Nvidia launches open source AI model for vision and audio tasks

Wednesday 29 April 2026 - 11:02

By: Dakir Madiha

Nvidia launches open source AI model for vision and audio tasks

Nvidia has released Nemotron 3 Nano Omni, an open source multimodal artificial intelligence model designed to process and connect text, images, audio and video within a single system. The company positions the model as a step toward replacing fragmented AI pipelines commonly used in enterprise environments.

The model can handle a wide range of inputs, including documents, graphics, user interfaces, images, audio and video, while producing text outputs. It is built on a hybrid mixture of experts architecture with 30 billion total parameters, of which around 3 billion are active per inference. Nvidia says this structure allows high level performance while reducing computational cost compared with larger traditional models.

Unlike current systems that rely on separate models for speech recognition, vision processing and language reasoning, Nemotron 3 Nano Omni integrates these functions into one unified architecture. It uses specialized encoders for audio, vision and graphical interfaces, allowing the system to maintain context across different types of data without transferring information between separate modules.

Nvidia claims the model delivers significantly improved efficiency, including up to nine times higher throughput compared with similar open omni models in certain tasks. It also supports a context window of up to 256,000 tokens, enabling long document analysis and complex multimodal reasoning.

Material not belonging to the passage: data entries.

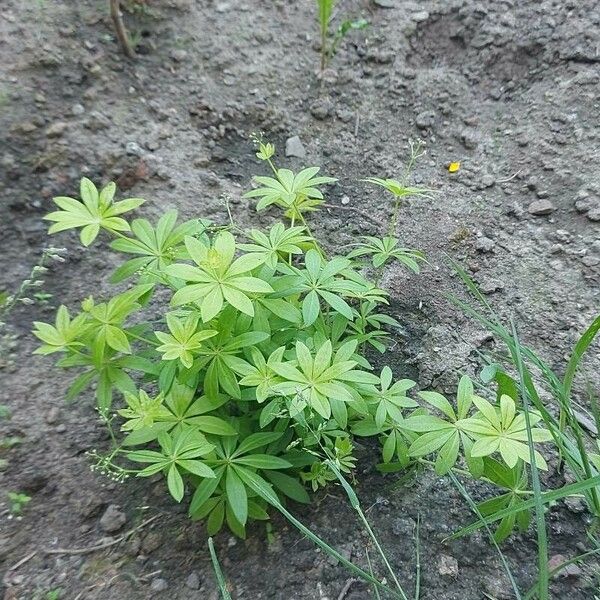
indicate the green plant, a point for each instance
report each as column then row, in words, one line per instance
column 329, row 41
column 17, row 502
column 252, row 380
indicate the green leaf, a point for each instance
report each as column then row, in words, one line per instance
column 290, row 486
column 263, row 461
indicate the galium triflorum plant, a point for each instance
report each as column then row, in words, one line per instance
column 235, row 361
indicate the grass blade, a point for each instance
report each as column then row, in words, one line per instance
column 218, row 573
column 540, row 516
column 485, row 524
column 546, row 498
column 355, row 502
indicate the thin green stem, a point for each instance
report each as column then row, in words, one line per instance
column 540, row 517
column 375, row 589
column 380, row 550
column 418, row 558
column 474, row 508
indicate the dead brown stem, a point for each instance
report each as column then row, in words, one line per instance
column 115, row 13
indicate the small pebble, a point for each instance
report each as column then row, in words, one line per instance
column 540, row 208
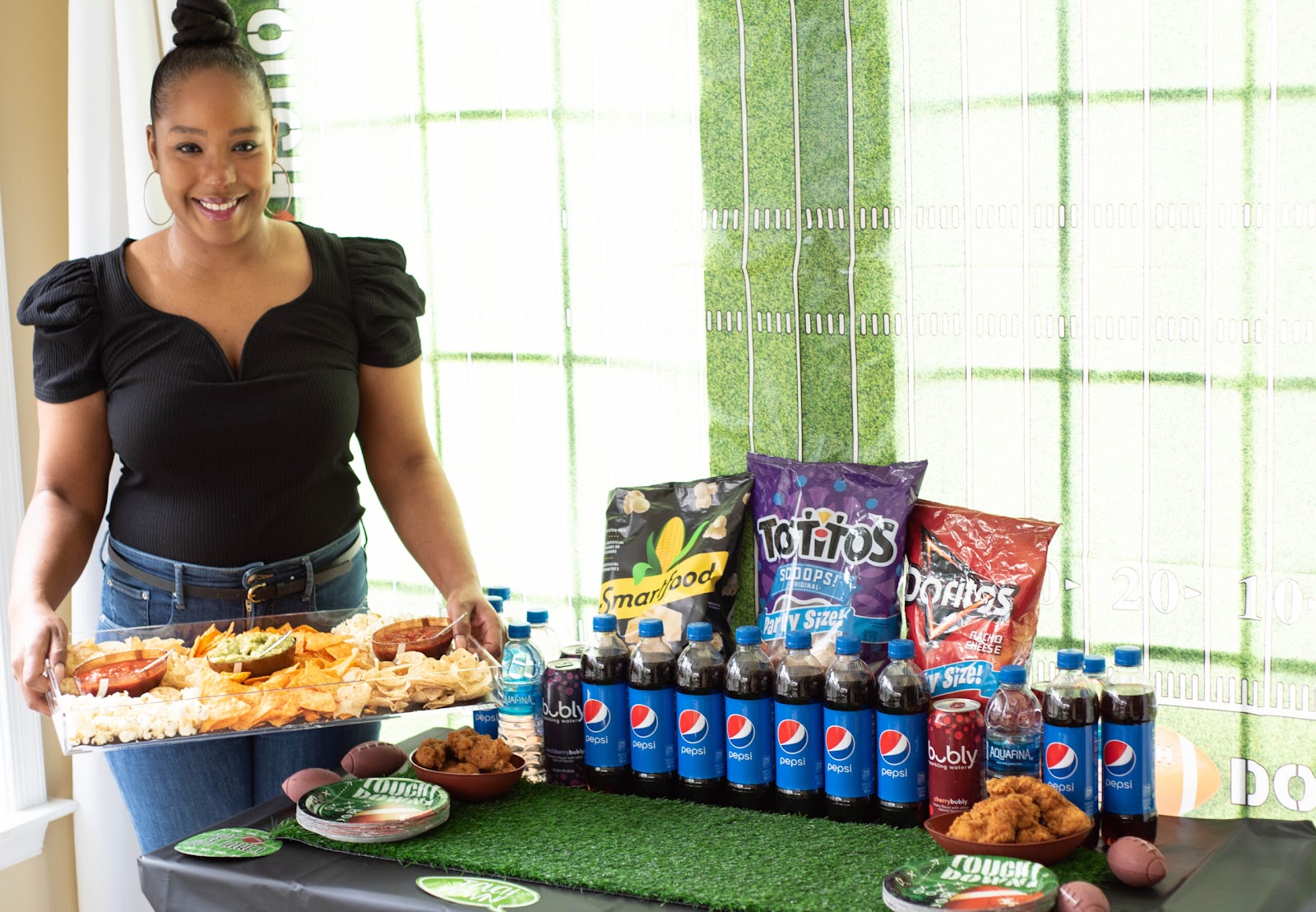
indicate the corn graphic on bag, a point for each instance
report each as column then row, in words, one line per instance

The company reports strong performance in benchmarks involving document understanding and audio video interpretation.

The model has already attracted adoption and testing from several companies across the technology sector. Nvidia has made it available through multiple platforms, including Hugging Face and cloud providers, along with open weights and training resources. It forms part of the broader Nemotron 3 family, which Nvidia says has reached tens of millions of downloads over the past year.